Since construction began in early 2014, a building trades workforce that maxed out at nearly 1,000 Hardhats has been on the site, erecting a building for GM's latest generation of paint shop technology. Gallagher-Kaiser has managed the paint process portion of the project, while Walbridge has been contracted by G-K to design-build the structure.

A relative handful of about 150 tradespeople were working on the paint shop in early January, testing systems, painting, and performing all manner of last-minute items before the building was handed over to GM.

"We're really just wrapping everything up, maybe half of the manpower that is here is focusing on punch-list items," said Michelle Sloop, GM project coordinator for the paint shop project, on Jan. 13. "Overall, through the course of the project, our workforce has been really good; the trades and contractors have done really well for us."

The new paint shop is located on land south of the existing assembly plant, which was built in 1947. The entire site is located on 159 acres, and with the new paint shop, the footprint of the combined GM facilities will be 5.2 million square feet.

The assembly and paint buildings will be connected by a two-story trestle, which will allow for conveyors to move the vehicle bodies to get their new colors. The new paint shop is being built atop the plant's old V-8 engine plant, which was demolished more than a decade ago.

The new technology for paint application allows for faster movement of assembled vehicles through the plant, and uses an environmentally friendly wet-coat paint process. The new paint shop will bring about a 90 percent reduction in landfill sludge, usage of 20 percent less natural gas and 40 percent less electricity, as well as improved air management. GM says the new paint will offer improved sealers and increased corrosion resistance for vehicles.

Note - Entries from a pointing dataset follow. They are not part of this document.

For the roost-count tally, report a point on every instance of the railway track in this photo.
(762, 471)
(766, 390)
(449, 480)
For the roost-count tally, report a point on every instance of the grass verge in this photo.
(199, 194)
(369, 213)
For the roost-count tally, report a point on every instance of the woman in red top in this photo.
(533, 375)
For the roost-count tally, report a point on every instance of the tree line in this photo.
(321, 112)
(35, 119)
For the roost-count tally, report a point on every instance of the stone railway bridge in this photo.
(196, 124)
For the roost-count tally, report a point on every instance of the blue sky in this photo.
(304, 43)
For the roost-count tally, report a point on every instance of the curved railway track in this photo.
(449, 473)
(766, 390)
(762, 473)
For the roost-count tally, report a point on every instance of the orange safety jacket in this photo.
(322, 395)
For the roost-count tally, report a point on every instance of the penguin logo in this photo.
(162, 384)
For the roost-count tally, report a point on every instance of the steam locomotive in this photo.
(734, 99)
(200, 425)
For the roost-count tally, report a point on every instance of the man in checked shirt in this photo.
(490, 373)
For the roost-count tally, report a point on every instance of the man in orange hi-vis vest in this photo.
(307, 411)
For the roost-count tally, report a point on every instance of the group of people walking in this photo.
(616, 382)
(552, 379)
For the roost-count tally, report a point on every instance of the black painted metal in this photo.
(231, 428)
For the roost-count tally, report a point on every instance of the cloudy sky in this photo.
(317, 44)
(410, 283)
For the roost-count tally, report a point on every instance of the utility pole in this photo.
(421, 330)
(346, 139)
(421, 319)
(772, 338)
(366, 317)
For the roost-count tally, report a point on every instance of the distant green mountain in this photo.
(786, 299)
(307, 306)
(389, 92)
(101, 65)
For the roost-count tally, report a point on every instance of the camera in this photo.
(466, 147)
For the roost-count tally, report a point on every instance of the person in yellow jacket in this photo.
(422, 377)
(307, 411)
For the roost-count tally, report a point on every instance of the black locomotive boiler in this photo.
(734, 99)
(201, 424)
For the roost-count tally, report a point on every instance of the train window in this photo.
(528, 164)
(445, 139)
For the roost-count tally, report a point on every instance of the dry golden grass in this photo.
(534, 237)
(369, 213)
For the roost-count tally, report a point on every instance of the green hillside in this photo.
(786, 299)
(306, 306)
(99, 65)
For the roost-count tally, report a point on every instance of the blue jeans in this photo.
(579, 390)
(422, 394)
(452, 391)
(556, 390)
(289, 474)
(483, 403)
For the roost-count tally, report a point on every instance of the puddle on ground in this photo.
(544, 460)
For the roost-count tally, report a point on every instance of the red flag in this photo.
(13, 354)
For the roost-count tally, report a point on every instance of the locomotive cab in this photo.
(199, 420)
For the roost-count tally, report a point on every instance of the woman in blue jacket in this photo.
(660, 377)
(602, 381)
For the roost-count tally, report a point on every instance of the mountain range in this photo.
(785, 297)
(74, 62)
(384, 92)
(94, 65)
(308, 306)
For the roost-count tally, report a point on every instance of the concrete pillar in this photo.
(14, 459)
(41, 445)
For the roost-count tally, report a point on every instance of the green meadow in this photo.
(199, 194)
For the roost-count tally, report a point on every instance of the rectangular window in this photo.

GM builds heavy-duty Chevrolet and GMC Sierra Crew and regular cab trucks at the plant, and is capable of producing light-duty Chevrolet Silverado Crew and regular cab trucks. The trades have installed some 12 miles of conveyor to move the vehicles around the plant.

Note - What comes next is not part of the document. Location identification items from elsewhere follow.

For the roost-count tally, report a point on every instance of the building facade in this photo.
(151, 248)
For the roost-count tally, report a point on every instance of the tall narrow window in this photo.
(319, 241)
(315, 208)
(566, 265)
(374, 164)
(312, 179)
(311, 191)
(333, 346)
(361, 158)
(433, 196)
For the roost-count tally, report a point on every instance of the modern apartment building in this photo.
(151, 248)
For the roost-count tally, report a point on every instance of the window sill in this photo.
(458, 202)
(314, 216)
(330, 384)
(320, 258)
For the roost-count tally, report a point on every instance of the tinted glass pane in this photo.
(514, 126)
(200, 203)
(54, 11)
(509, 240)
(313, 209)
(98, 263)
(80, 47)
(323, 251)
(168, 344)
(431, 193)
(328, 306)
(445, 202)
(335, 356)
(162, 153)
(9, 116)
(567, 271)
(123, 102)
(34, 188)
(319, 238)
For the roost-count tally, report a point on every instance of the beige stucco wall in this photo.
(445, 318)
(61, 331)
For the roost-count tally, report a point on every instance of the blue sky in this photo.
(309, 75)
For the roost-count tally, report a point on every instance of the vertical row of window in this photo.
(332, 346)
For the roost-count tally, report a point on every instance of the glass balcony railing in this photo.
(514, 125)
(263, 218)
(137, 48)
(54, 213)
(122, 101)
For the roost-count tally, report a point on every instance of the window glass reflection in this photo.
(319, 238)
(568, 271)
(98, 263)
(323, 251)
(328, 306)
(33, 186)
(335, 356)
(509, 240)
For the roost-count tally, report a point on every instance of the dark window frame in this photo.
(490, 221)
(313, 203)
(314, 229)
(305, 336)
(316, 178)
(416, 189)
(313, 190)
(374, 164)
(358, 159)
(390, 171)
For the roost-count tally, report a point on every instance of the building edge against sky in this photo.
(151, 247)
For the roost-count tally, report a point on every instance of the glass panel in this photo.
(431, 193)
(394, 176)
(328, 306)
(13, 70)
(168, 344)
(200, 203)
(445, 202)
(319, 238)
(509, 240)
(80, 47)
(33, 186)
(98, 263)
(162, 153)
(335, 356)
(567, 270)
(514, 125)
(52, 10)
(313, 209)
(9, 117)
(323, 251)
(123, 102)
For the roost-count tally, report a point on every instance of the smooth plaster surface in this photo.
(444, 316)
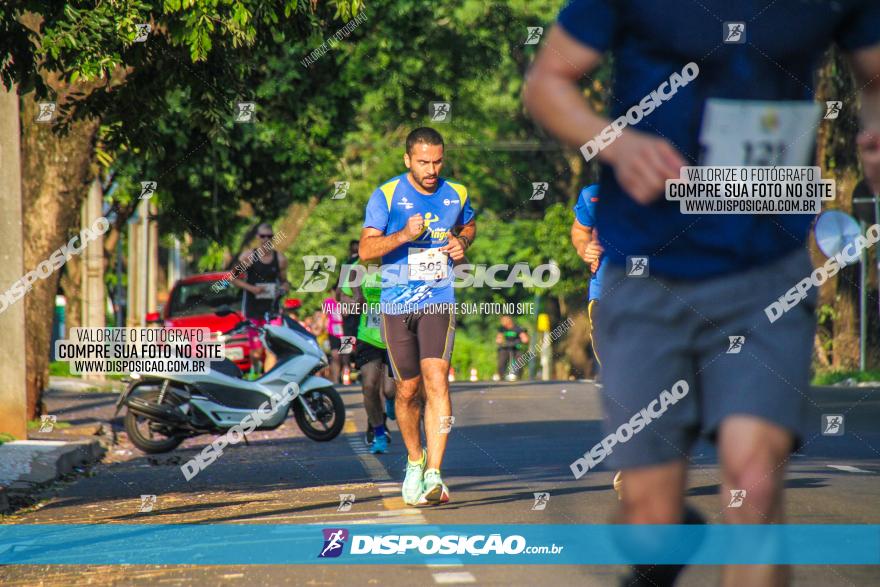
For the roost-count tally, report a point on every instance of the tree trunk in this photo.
(56, 172)
(71, 287)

Andrew Donogan, site manager for Gallagher-Kaiser, said despite the size of the plant, the employment of no less than 1.5 million man-hours among tradespeople, and the movement of people and materials throughout the project, "I really can't point to a specific challenge that gave us any real problem. In terms of schedule, worker safety, and the job itself, we're right on target, we had no major setbacks or issues, things went really well."

The Flint plant will be one of four in the nation that will employ GM's new paint technology. "We're really proud of what we have done here," Donogan said, "this plant is going to be a real showcase for GM."

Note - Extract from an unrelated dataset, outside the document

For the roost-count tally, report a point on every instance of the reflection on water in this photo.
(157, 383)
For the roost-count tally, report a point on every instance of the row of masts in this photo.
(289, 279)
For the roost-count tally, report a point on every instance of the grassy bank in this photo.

INSTALLING CABLE TRAY for a pump at the nearly complete GM-Flint Paint Shop project is Keith Lane of IBEW Local 948. He’s employed by Superior Electric.

REPLACING AN ACCESS panel on a vehicle body carrier cleaner inside the GM Paint Shop is Dennis Hill of Sheet Metal Workers Local 7. He’s employed by Gallagher-Kaiser.

A BRIGHT SHADE OF YELLOW paint is rolled onto an overhead rail at the GM-Flint Paint Shop by Patrick Ogg of Painters District Council 1-M. He’s employed by Midwest Pro Painting.